I admit that electing to work in a tiny nonprofit in one of the most expensive cities in the country (maybe world) while coming from a low-income family was not one of my greatest decisions. I'm kind of kicking myself for it because after my experiences in 2017, I told myself that I was tired of the NGO world and I really needed to do something else after I graduated, yet there I was. The job just seemed really cool and I couldn't resist the prospect of international work travel. Don't get me wrong, I do love the job. If I didn't love it so much, I would have been out of here after a month. So rather than resign, I put in a request to become a full time remote worker, which was only semi-accepted. Thus set into place my first serious work issue.

To cut a long story short, I will still work remotely for my job after I leave New York in February, but only until May 1st. I will return to Oregon, a place I never thought I would be so eager to return to, and live with my parents while helping them out with household finances and things. I know for certain I will feel more fulfilled having part of my paycheck go to help my family out instead of to greedy NYC landlords and overpriced rent.

As unexpected as this is, I do know I made the right decision. After I wrote the draft email requesting to work remotely, I felt such a huge load lift off my chest. Even if outwardly I said I was fine and okay living here, deep down inside I was hating it and knew I had to do something about it.
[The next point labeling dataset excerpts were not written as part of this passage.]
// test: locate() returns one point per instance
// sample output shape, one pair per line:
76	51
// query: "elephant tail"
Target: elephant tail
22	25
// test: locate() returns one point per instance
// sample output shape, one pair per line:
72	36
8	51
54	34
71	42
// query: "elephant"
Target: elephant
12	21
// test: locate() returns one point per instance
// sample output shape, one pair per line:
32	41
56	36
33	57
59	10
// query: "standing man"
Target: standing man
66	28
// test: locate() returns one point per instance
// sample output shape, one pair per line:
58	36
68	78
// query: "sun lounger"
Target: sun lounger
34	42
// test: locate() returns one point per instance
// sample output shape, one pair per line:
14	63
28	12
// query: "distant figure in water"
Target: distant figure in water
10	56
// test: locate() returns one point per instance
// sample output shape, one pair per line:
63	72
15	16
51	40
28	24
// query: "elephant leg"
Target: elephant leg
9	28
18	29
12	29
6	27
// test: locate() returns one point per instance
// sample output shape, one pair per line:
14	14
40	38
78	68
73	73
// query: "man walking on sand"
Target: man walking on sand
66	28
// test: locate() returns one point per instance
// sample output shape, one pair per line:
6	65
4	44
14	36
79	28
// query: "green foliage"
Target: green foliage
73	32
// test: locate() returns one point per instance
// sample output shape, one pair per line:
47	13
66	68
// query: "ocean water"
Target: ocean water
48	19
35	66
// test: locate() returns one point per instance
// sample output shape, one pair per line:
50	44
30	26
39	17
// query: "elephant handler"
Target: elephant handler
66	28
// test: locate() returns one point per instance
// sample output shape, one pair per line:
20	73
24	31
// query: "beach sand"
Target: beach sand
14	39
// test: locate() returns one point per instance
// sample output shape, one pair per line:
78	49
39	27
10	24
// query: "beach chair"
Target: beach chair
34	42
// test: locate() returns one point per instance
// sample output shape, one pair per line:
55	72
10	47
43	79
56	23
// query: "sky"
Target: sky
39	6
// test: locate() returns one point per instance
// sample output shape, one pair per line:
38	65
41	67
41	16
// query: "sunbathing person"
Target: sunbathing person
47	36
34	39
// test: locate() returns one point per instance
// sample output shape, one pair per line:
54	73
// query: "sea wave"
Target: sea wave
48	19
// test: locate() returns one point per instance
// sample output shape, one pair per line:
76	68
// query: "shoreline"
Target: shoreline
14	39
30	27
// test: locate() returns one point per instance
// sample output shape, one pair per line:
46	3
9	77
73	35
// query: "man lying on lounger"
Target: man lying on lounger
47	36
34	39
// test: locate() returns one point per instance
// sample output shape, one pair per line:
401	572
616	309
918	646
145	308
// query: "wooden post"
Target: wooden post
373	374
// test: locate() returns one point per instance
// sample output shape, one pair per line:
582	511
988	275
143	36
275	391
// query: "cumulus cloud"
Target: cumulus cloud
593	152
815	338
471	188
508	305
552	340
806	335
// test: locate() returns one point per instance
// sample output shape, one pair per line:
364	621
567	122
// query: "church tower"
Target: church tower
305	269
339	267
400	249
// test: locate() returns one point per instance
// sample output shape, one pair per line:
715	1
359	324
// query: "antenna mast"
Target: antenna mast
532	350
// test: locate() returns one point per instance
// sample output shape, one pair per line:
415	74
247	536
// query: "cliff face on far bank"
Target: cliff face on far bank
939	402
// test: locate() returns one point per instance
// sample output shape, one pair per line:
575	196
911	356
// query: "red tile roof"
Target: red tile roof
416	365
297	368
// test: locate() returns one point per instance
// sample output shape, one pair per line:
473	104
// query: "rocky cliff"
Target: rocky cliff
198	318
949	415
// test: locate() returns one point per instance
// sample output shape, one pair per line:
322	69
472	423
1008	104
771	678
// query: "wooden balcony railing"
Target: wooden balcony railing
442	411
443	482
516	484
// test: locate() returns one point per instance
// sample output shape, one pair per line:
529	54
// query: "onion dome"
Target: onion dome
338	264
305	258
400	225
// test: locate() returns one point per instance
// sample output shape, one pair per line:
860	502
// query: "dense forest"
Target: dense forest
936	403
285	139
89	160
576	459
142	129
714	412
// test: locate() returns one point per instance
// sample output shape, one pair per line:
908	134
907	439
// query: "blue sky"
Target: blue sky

As I have already made sure not to do in other occasions throughout my life, I wasn't going to force myself to do something that didn't feel right. So I decided to put my needs first, as I always have, and take the leap.

What comes after I leave my first full-time job is unknown, and that's okay. As long as I'm saving up to be able to travel (still on my mind after all these years, though now there's also a boy who accompanies the thought), helping my family out, and preparing to go to grad school, I'll be content.

To end my account of this plot twist and of this entry overall, I will take a piece of revelatory self introspection the college sophomore me wrote when she experienced a very similar dilemma. Although I wrote it as it related to my academic pursuits, I find that it applies very well to my current situation in this city, and this personality trait has definitely informed my decision to leave. In the end, I've kept a pretty good sense of self, and for that I am proud. I've rambled enough, so here is the little nugget of wisdom:

I realized that if my heart wasn’t fully into something, if I didn’t feel a certain intense passion towards it, then it wasn’t worth my time and attention at all. I can’t feel lukewarm about something, because that’s just a waste of my time. If I wasn’t absolutely in love with the idea of doing something and then the act of going off and realizing it, then why should I even bother?